= David Edward Brown =

British rower

David Edward Brown (born 1858) was a British rower who won several events at Henley Royal Regatta in the 1880s.

Brown was the son of David Brown of Llandaff Glamorgan. He matriculated at New College, Oxford in 1877 but migrated to Hertford College, Oxford. Brown was a successful rower at Oxford and was a member of the winning Oxford crew in the 1880 Boat Race. Also in 1880 he was a member of the Thames Rowing Club four which won the Stewards' Challenge Cup at Henley Royal Regatta.
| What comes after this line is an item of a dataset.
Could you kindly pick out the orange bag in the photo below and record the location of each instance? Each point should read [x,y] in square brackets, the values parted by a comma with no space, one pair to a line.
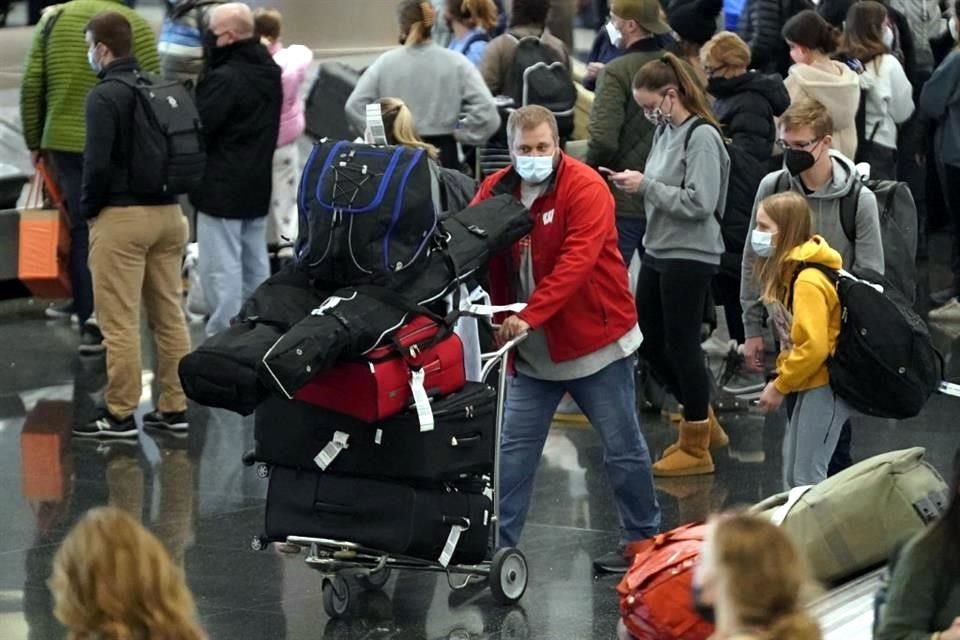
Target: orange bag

In 1881 he was in the winning Oxford crew again in that year's Boat Race, and won Stewards with Hertford College Boat Club. He won the 1882 Boat Race and the Stewards again in 1882 and also won Silver Goblets at Henley for Hertford paired with Jefferson Lowndes In 1883 he joined Twickenham Rowing Club together with his Hertford colleagues Lowndes, Edward Buck and George Quinlan Roberts who rowed in the final for the Grand Challenge Cup, but were beaten by London Rowing Club. However Brown and Roberts won Silver Goblets in 1883. In 1884 London beat the Twickenham crew in the Grand final gain, but Brown won Silver Goblets paired with Lowndes. The Twickenham eight lost the Grand final in 1885 to Jesus College, Cambridge.